European Medicines Agency (EMA) updated the page Clinical Trials Information System (CTIS): online modular training program on January 20, 2022, by adding new and updated versions of documents in Modules 08 and 17:

  1. Module 08 – Step-by-step guide: How to evaluate an Additional MSC clinical trial application (Add MSC CTA) (v1.0): It defines Add MSC CTA and the step-by-step procedure for its evaluation. It mainly includes assessment and decision along with its timeline and screenshots for better understanding.
  2. Module 08 – Step-by-step guide: How to evaluate a Substantial Modification clinical trial application (v1.0): It defines substantial modification and the step-by-step procedure for its evaluation. It mainly includes validation, assessment, and decision along with its timeline and screenshots for better understanding.
  3. Module 08 – Quick guide – Part II: How to evaluate an Initial Clinical Trial Application: Assessment and Decision  (v1.2): Updated by modifying the flowchart of ‘Roles and permissions’
  4. Module 08 – Quick guide – Part I: How to evaluate an Initial Clinical Trial Application: Assessment and Decision (v1.2): Updated by modifying and adding ‘Decision-maker submitter’ to the flowchart of ‘Roles and permissions’
  5. Module 08 – Quick guide – Decision: How to evaluate an Initial Clinical Trial Application: Assessment and Decision (v1.2): Updated by adding steps to be taken if an ethics committee has issued a negative opinion by the law of that MSC in the section of ‘Process to submit the decision’

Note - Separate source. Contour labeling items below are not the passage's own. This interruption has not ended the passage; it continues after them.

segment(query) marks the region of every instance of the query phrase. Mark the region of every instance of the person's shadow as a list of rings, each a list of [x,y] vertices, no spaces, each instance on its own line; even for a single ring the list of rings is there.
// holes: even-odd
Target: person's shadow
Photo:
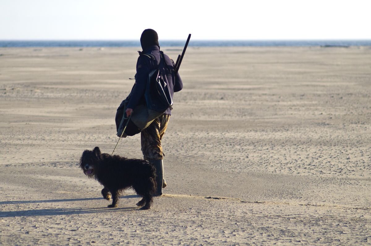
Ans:
[[[121,197],[121,199],[125,198],[139,198],[136,195],[129,195]],[[53,200],[41,200],[37,201],[0,201],[0,205],[6,204],[21,204],[24,203],[58,203],[75,201],[89,201],[103,200],[103,198],[82,198],[71,199],[56,199]],[[30,209],[26,210],[4,211],[0,211],[0,218],[19,216],[35,216],[52,215],[66,215],[79,214],[89,214],[106,212],[119,212],[131,211],[138,210],[138,207],[117,207],[110,208],[106,207],[99,208],[51,208],[46,209]]]

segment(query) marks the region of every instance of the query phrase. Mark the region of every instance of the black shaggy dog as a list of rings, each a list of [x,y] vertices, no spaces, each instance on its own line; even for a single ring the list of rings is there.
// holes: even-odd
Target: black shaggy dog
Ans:
[[[112,204],[108,207],[117,207],[119,192],[128,188],[143,197],[137,204],[141,209],[151,207],[156,188],[156,169],[148,161],[102,153],[96,147],[82,153],[80,167],[85,175],[104,186],[102,194],[105,199],[109,201],[109,193],[112,195]]]

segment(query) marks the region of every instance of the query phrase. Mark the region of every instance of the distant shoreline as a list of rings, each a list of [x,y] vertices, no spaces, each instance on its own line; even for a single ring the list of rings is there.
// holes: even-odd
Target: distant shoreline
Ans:
[[[186,41],[160,41],[163,47],[183,46]],[[191,40],[188,45],[194,47],[233,46],[321,46],[348,48],[371,46],[367,40]],[[140,47],[139,41],[38,41],[0,40],[0,47]]]

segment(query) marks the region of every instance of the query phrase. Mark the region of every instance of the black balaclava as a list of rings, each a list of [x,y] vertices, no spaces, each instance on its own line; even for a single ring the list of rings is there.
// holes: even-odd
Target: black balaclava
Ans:
[[[143,31],[140,36],[140,44],[144,51],[153,45],[160,47],[157,33],[152,29],[146,29]]]

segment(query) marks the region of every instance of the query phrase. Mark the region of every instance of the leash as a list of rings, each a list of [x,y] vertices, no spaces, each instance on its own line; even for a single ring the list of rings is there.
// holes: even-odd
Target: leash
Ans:
[[[132,113],[131,114],[132,114]],[[124,133],[125,131],[125,130],[126,129],[126,127],[128,126],[128,124],[129,123],[129,121],[130,120],[130,117],[131,117],[131,114],[130,114],[129,116],[129,117],[128,117],[127,118],[125,118],[124,117],[123,117],[123,117],[124,117],[124,119],[126,120],[126,119],[128,119],[128,121],[127,122],[126,124],[125,124],[125,127],[124,127],[124,130],[122,130],[122,133],[121,134],[121,136],[120,136],[120,138],[118,139],[118,140],[117,141],[117,143],[116,143],[116,146],[115,146],[115,148],[114,149],[114,151],[112,152],[112,153],[111,154],[111,155],[112,155],[114,154],[114,152],[115,152],[115,150],[116,149],[116,147],[117,147],[117,145],[118,144],[118,142],[120,141],[120,139],[121,139],[121,138],[122,137],[122,135],[124,135]]]

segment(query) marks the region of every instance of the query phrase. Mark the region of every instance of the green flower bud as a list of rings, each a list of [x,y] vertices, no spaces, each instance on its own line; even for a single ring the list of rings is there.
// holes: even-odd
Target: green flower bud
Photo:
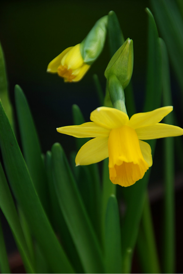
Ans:
[[[133,41],[128,38],[111,59],[105,70],[105,76],[109,81],[111,75],[115,75],[124,89],[130,81],[133,64]]]
[[[108,16],[97,21],[87,36],[80,44],[80,51],[84,62],[91,65],[103,50],[107,33]]]
[[[110,76],[109,88],[110,96],[114,107],[127,113],[124,90],[120,81],[114,74]]]

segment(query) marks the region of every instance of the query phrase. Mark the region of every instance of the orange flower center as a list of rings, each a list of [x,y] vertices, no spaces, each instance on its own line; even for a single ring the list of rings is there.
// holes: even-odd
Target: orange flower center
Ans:
[[[126,125],[113,129],[108,140],[110,178],[128,186],[141,179],[148,169],[135,130]]]
[[[72,74],[72,70],[71,69],[68,69],[67,65],[60,65],[58,67],[57,72],[59,76],[65,78],[67,81],[72,82],[72,80],[75,78],[76,76]]]

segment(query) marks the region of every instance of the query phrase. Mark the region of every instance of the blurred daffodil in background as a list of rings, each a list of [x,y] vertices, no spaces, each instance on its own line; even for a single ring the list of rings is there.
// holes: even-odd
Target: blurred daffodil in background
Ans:
[[[102,107],[91,113],[93,122],[57,130],[78,138],[94,137],[79,150],[76,165],[97,163],[108,157],[111,181],[129,186],[141,179],[153,164],[150,147],[142,139],[183,134],[179,127],[159,123],[172,110],[172,106],[164,107],[136,113],[129,120],[123,111]]]
[[[47,72],[57,73],[65,82],[78,82],[102,51],[105,40],[108,16],[96,22],[80,44],[66,49],[49,63]]]
[[[82,78],[90,66],[84,63],[80,44],[66,49],[51,61],[47,72],[58,73],[65,82],[78,82]]]

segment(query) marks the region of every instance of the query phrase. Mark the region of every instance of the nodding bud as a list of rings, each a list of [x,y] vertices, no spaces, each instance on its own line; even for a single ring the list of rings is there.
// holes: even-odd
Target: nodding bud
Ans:
[[[105,70],[105,76],[109,81],[110,76],[116,75],[124,89],[130,81],[133,65],[133,41],[128,38],[111,59]]]
[[[85,64],[91,65],[103,50],[105,40],[108,16],[97,21],[80,44],[81,56]]]

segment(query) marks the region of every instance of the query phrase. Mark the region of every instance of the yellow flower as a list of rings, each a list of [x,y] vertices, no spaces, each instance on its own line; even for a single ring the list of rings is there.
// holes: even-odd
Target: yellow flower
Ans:
[[[159,123],[172,109],[172,106],[164,107],[137,113],[129,120],[121,110],[101,107],[91,113],[93,122],[57,130],[78,138],[94,137],[79,150],[76,165],[97,163],[108,157],[111,181],[128,186],[141,179],[153,164],[150,147],[142,140],[183,134],[178,127]]]
[[[78,82],[83,77],[90,66],[85,64],[80,52],[80,44],[68,47],[50,62],[47,72],[57,73],[65,82]]]

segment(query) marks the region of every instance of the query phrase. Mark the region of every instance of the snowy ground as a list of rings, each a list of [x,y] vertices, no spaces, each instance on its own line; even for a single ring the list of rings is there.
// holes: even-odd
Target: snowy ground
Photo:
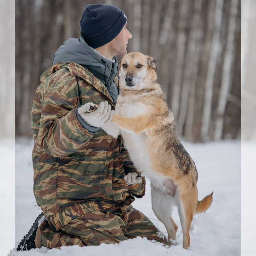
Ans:
[[[177,234],[180,235],[177,239],[178,244],[169,248],[138,238],[114,245],[102,244],[83,248],[76,246],[48,251],[44,248],[18,252],[15,255],[41,255],[47,251],[47,255],[63,256],[97,256],[103,253],[111,256],[158,256],[167,254],[175,256],[241,255],[240,142],[184,143],[183,145],[193,159],[198,171],[197,188],[199,200],[212,191],[214,192],[214,201],[210,208],[201,216],[195,216],[191,231],[191,246],[187,250],[182,249],[182,234],[179,231]],[[16,142],[15,145],[15,247],[41,212],[36,203],[33,192],[31,156],[32,147],[31,141],[24,140]],[[166,234],[164,226],[158,220],[151,209],[150,187],[147,181],[146,195],[142,199],[136,199],[133,205],[145,214]],[[178,225],[178,230],[180,231],[177,209],[175,209],[173,216]],[[249,252],[249,254],[244,255],[253,255]]]
[[[14,245],[14,140],[0,140],[0,255]]]

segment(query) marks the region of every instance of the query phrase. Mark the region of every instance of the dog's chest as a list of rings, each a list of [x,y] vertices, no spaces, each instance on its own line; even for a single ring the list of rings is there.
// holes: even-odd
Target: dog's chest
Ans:
[[[120,98],[119,98],[119,99]],[[124,98],[121,99],[123,100]],[[146,107],[139,102],[132,102],[129,99],[118,100],[115,113],[121,116],[131,118],[145,114],[148,111]],[[128,102],[126,103],[126,102]],[[121,130],[125,147],[129,152],[130,156],[137,170],[144,176],[149,177],[152,175],[152,168],[149,156],[148,141],[148,138],[145,133],[138,135]]]
[[[122,102],[123,101],[120,103],[119,99],[118,98],[115,110],[115,113],[117,115],[125,117],[134,117],[147,113],[147,108],[142,102],[132,102],[131,103],[127,100],[128,103]]]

  6. Module 08 – FAQs: How to evaluate an Initial Clinical Trial Application: Assessment and Decision (v1.2): Updated by adding section “4.11 How a CTA decision can be changed from ‘Authorized with conditions’ to ‘Authorized’?”

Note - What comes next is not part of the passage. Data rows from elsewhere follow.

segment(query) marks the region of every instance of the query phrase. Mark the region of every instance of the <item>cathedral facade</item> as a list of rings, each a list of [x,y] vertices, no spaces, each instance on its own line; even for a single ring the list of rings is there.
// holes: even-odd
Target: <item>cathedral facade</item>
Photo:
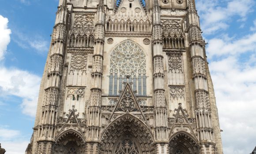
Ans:
[[[194,0],[60,0],[27,154],[222,154]]]

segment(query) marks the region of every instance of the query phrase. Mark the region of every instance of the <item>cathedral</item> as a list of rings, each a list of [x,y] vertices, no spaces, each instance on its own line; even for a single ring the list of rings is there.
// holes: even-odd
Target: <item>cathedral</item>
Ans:
[[[194,0],[60,0],[26,154],[222,154]]]

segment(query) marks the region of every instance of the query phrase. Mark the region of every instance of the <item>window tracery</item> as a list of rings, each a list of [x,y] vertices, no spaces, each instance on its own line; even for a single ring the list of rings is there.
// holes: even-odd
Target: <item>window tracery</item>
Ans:
[[[185,48],[184,34],[181,28],[182,21],[166,19],[161,22],[163,48]]]
[[[70,47],[93,47],[94,45],[94,15],[75,15],[74,26],[69,37]]]
[[[151,32],[151,15],[146,14],[136,8],[133,13],[127,13],[122,7],[115,14],[106,18],[105,29],[107,31]]]
[[[146,55],[139,46],[127,40],[117,47],[110,54],[109,95],[117,95],[123,89],[123,82],[133,82],[133,90],[139,95],[146,95]]]

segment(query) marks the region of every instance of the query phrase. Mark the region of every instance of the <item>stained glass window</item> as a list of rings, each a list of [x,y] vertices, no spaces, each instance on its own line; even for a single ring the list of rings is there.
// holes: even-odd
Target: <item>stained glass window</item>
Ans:
[[[109,95],[119,95],[123,82],[133,83],[133,90],[139,95],[146,95],[146,55],[138,45],[130,40],[123,42],[110,54]],[[118,85],[119,84],[119,85]]]

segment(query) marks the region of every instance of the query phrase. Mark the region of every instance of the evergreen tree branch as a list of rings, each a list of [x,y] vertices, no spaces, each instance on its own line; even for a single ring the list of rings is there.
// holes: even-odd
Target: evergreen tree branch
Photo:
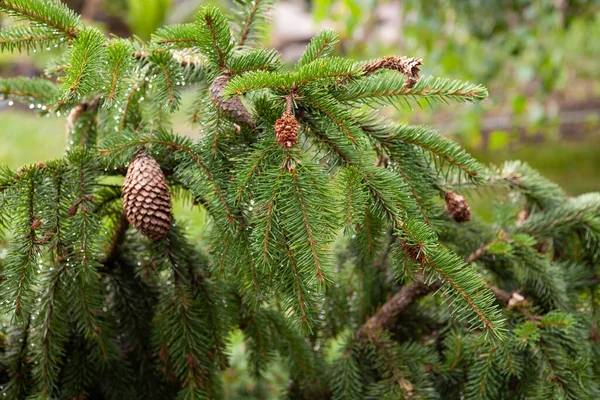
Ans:
[[[80,99],[101,87],[102,76],[98,70],[104,67],[106,39],[95,28],[86,28],[73,41],[70,65],[63,78],[63,91],[67,99]]]
[[[44,27],[11,26],[0,30],[0,51],[15,50],[29,53],[60,43],[62,36]]]
[[[413,279],[412,284],[404,285],[398,293],[385,302],[385,304],[358,329],[356,337],[364,339],[379,330],[388,329],[396,322],[398,315],[406,310],[408,306],[417,299],[434,292],[437,289],[437,285],[427,285],[423,279],[423,275],[419,274]]]
[[[43,78],[2,78],[0,94],[31,104],[32,101],[50,105],[58,96],[59,90],[52,82]]]
[[[202,53],[219,68],[225,68],[233,49],[227,19],[216,7],[204,7],[196,16],[197,43]]]
[[[487,97],[487,89],[481,85],[449,79],[426,77],[413,87],[406,85],[406,78],[394,72],[386,72],[348,82],[335,93],[342,102],[380,102],[401,106],[407,100],[419,98],[434,102],[475,102]]]
[[[298,61],[298,66],[302,67],[318,58],[327,57],[337,43],[338,35],[335,31],[331,29],[322,30],[310,40],[302,57],[300,57],[300,61]]]
[[[0,11],[61,32],[69,40],[79,34],[79,16],[58,0],[0,0]]]
[[[270,11],[272,0],[236,0],[241,6],[242,23],[238,27],[237,45],[244,46],[260,38]]]

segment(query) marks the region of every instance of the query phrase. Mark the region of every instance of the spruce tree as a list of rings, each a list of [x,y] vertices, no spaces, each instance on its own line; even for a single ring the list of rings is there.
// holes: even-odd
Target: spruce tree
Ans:
[[[0,93],[66,116],[70,143],[0,172],[2,398],[219,399],[233,331],[256,382],[283,360],[281,398],[600,398],[600,195],[386,119],[486,97],[418,58],[335,57],[325,30],[284,66],[259,47],[269,6],[143,43],[0,0],[25,21],[2,50],[64,49]],[[190,87],[198,140],[170,124]]]

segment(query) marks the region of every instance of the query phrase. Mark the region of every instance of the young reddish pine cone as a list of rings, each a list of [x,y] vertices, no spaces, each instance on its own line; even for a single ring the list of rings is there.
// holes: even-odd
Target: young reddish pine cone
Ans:
[[[289,111],[284,111],[277,121],[275,121],[275,136],[280,145],[289,149],[298,143],[298,131],[300,125]]]
[[[471,220],[471,208],[464,197],[454,193],[453,191],[446,192],[446,212],[458,223]]]
[[[138,153],[123,182],[123,208],[130,224],[150,240],[167,237],[171,229],[171,193],[156,160]]]
[[[379,60],[371,61],[366,63],[363,70],[367,75],[370,75],[380,69],[391,69],[401,72],[406,76],[406,82],[404,87],[410,89],[417,84],[419,81],[419,67],[423,64],[423,60],[420,58],[412,57],[398,57],[398,56],[386,56]]]
[[[242,104],[239,97],[232,97],[230,99],[223,97],[223,89],[225,89],[227,83],[229,83],[229,77],[227,75],[221,75],[215,79],[209,88],[210,99],[217,110],[226,117],[229,117],[240,124],[253,127],[254,120],[252,119],[252,115],[250,115],[250,112],[244,107],[244,104]]]

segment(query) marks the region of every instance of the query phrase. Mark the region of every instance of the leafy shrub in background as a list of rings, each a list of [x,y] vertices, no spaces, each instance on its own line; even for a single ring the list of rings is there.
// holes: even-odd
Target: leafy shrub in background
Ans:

  7. Module 08 – Quick Guide – Introduction: How to evaluate an Initial Clinical Trial Application: Assessment and Decision (v1.2): Updated by adding the section ‘Assessment and decision of an initial clinical trial application’ which mentions that the evaluation of an initial clinical trial has three main phases including validation, assessment, and decision. It also briefly explains parts of the assessment along with their timelines.
  8. Module 08 – Instructor’s guide: How to evaluate an Initial Clinical Trial Application: Assessment and Decision (v1.2): Updated by adding ‘Step-by-step guides’ in materials available in sections 2 and 5.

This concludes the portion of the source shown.